En la década de los ochenta, mi generación, desde la Asociación Hermanos Saiz (AHS), pensó y trabajó para que en Cuba, arte, política y sociedad se encontraran en espacios para la confrontación de ideas a través del diálogo.
Teníamos la convicción de que era posible y que lo podríamos protagonizar. Éramos la primera generación de jóvenes artistas nacida en la revolución, dotada de herramientas, conocimientos y sentido de pertenencia. Fidel Castro dio pistas y certezas cuando el 12 de marzo de 1987, en una memorable reunión con la AHS, dijo: «Es preferible los inconvenientes de los errores que se produzcan, a los inconvenientes de una situación de ausencia de crítica».
La caída del socialismo soviético y el período especial malograron ese empeño. Años después, con encontronazos por acá y por allá, es justo reconocerlo, la suspicacia cedió y se abrieron mayores espacios de creación, diálogo y libertad.
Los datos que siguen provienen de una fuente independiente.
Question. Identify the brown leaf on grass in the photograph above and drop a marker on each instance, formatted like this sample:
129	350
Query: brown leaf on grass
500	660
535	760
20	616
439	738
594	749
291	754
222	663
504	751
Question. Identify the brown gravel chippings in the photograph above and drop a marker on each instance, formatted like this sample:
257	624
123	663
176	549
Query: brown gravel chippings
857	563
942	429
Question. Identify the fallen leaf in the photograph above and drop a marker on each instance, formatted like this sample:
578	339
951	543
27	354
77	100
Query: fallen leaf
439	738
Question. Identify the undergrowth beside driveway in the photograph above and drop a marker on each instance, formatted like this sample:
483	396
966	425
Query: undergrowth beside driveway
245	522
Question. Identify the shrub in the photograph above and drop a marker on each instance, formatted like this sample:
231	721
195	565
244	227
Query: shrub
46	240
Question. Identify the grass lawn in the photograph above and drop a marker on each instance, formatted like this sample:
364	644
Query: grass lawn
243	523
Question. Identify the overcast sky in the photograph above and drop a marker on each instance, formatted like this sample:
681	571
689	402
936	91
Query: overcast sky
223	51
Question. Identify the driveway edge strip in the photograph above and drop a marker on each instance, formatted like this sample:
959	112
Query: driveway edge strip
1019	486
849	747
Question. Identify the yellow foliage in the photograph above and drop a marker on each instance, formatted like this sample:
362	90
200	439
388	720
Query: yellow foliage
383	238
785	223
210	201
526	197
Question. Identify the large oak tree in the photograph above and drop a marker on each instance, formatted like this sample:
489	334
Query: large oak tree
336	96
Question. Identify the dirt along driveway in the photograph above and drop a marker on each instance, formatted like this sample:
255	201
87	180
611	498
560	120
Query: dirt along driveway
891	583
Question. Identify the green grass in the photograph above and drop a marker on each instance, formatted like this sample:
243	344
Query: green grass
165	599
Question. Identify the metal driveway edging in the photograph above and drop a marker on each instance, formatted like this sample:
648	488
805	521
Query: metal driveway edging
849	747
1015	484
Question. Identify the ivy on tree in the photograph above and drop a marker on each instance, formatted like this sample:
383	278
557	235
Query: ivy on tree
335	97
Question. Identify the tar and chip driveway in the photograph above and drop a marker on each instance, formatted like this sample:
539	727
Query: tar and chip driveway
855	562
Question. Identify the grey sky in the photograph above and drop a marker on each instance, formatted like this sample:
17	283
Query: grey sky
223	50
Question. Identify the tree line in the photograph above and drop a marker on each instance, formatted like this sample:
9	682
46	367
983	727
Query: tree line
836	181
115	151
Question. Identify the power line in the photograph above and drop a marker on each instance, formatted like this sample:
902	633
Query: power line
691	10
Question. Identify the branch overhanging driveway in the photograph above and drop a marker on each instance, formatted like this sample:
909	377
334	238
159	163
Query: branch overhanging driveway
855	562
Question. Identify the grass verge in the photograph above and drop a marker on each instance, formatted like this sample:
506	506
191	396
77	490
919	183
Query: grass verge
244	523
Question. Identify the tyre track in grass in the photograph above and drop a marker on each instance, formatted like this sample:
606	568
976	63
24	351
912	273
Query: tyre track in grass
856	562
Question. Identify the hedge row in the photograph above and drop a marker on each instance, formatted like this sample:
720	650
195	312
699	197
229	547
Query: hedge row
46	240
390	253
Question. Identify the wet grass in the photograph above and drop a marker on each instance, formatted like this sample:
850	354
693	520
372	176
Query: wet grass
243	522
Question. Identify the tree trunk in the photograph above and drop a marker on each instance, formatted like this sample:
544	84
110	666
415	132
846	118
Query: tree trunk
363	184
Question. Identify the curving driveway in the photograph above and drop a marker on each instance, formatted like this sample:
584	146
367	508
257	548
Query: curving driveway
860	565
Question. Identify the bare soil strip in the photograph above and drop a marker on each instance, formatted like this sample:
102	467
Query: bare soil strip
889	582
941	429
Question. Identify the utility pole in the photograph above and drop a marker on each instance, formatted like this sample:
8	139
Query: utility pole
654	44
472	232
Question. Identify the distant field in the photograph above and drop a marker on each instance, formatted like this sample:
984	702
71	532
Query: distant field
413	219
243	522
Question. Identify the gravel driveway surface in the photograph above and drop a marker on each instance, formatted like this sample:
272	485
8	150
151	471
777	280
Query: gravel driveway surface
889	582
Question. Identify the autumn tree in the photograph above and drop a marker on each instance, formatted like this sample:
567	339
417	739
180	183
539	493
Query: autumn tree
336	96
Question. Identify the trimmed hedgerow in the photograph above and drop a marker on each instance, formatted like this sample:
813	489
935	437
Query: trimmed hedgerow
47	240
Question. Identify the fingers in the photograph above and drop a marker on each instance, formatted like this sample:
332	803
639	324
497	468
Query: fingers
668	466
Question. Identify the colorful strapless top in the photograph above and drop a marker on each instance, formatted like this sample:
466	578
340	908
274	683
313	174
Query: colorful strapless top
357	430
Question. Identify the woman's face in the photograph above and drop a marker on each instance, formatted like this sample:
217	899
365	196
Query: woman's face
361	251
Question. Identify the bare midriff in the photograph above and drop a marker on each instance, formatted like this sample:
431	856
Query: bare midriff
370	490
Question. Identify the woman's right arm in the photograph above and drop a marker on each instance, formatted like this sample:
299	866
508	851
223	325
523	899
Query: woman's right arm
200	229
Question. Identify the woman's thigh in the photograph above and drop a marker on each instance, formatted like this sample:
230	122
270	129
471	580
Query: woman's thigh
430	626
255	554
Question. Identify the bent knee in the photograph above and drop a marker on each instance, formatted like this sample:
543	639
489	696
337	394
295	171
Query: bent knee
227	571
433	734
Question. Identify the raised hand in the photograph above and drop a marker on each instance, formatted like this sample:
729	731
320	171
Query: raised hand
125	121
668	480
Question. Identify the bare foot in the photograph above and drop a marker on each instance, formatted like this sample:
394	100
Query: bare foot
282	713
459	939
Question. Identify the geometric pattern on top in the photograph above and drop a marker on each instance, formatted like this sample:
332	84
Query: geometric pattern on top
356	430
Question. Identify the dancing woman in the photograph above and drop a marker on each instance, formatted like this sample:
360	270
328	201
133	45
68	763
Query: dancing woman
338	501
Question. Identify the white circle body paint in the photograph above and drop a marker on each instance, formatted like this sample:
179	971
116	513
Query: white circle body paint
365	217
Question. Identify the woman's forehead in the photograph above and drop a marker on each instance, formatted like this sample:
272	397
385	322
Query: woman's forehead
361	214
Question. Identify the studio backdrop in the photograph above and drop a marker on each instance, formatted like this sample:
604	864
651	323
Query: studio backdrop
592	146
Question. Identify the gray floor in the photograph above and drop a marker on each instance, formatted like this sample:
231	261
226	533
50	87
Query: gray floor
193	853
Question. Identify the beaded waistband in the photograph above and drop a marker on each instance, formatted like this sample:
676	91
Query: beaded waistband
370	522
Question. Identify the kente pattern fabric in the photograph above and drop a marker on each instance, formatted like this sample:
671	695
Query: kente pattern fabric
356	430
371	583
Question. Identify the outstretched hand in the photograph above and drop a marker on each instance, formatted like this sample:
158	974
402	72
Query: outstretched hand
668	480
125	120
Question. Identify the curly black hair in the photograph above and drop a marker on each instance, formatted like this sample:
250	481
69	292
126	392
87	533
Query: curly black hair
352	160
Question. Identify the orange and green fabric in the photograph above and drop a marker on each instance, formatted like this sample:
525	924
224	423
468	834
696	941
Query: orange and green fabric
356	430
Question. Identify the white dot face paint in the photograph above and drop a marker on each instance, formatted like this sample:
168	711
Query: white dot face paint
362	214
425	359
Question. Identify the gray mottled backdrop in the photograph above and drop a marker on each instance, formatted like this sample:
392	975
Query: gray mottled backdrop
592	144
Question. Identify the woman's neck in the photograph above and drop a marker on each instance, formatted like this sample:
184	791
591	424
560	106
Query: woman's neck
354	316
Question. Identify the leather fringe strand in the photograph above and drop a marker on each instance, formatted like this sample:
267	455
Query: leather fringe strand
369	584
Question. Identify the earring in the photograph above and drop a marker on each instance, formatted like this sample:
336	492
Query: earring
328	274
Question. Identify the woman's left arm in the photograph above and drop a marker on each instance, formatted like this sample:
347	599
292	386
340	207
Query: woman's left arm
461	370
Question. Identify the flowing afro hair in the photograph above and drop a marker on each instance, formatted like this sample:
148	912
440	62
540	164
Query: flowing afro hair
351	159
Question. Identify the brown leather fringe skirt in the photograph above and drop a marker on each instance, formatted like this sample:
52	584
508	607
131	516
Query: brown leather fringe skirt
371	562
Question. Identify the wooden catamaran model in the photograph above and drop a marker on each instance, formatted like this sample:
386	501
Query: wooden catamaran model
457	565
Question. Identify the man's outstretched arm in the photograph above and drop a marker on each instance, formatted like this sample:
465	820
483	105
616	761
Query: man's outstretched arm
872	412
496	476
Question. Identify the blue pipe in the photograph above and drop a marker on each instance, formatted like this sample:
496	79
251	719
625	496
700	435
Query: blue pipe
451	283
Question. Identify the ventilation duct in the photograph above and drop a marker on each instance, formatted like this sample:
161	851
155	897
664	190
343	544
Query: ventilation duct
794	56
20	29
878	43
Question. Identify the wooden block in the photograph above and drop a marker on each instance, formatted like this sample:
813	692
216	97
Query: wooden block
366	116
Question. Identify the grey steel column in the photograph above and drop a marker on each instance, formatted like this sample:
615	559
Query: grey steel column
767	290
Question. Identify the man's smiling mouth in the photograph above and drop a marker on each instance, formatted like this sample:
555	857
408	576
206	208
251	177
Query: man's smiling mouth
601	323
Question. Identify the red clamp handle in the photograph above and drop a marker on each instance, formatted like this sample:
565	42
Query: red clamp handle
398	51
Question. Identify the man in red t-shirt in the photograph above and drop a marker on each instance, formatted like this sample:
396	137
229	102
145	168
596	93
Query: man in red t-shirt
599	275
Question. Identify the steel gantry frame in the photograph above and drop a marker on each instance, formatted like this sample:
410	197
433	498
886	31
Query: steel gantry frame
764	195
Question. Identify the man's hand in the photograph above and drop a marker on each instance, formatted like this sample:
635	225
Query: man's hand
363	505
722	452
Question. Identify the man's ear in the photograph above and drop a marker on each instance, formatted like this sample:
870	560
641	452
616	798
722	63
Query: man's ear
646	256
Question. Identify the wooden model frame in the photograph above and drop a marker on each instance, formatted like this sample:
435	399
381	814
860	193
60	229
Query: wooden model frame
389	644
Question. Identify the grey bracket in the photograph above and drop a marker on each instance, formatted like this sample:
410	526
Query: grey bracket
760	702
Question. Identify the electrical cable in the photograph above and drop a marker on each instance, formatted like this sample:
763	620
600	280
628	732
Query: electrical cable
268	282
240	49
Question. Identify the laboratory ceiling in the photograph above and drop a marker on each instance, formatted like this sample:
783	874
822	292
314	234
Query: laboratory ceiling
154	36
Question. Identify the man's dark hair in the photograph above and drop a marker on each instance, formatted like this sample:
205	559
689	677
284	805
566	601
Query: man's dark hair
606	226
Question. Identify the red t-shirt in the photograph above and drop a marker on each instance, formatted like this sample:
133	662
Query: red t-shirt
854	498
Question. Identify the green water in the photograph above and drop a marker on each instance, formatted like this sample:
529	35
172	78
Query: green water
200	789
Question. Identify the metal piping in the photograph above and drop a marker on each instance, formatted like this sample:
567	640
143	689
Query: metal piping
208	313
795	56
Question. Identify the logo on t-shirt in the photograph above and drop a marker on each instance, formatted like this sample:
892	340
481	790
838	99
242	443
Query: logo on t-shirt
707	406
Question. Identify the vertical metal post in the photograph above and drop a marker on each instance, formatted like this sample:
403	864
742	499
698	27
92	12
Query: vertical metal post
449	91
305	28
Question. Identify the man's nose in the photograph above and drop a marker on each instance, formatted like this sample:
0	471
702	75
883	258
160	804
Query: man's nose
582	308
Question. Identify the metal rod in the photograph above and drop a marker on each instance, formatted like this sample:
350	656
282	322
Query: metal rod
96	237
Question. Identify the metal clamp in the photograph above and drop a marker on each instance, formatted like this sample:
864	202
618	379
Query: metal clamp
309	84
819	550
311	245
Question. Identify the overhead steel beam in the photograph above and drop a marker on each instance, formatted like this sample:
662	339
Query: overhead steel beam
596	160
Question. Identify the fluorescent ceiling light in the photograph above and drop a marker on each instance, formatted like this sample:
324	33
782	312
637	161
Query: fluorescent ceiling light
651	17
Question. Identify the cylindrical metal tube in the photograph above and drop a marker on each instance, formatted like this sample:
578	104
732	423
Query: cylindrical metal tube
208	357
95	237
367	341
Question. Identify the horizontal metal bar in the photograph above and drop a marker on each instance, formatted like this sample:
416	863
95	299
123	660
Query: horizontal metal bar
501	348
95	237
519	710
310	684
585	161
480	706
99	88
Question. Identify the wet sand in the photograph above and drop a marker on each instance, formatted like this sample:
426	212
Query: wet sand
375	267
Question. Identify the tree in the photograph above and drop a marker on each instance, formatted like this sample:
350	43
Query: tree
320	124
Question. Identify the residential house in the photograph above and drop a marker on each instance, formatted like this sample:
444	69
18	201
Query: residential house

Sin desconocer la revolución tecnológica, haber liberado las fuerzas productivas que intervienen en el quehacer cinematográfico ha sido uno de los grandes aciertos de una actualizada política cultural en los últimos años. Este paso reafirma la autonomía del arte, una parte del mismo subvencionado por la política, que es, desde mi atalaya, un aporte del socialismo humanistaen su empeño por acompañar la realización de los cineastas cubanos, y de paso, generarles garantías y protecciones laborales, emocionales, psicológicas, etcétera.
Con la instauración del Fondo de Fomento a la Creación Cinematográfica, la política no nos pide que los cineastas cubanos reflejemos la realidad cual espejo, sino que con plenitud y responsabilidad creadora la expresemos en los alcances, los sueños y las contradicciones de un país que nunca debe dejar de estar en revolución.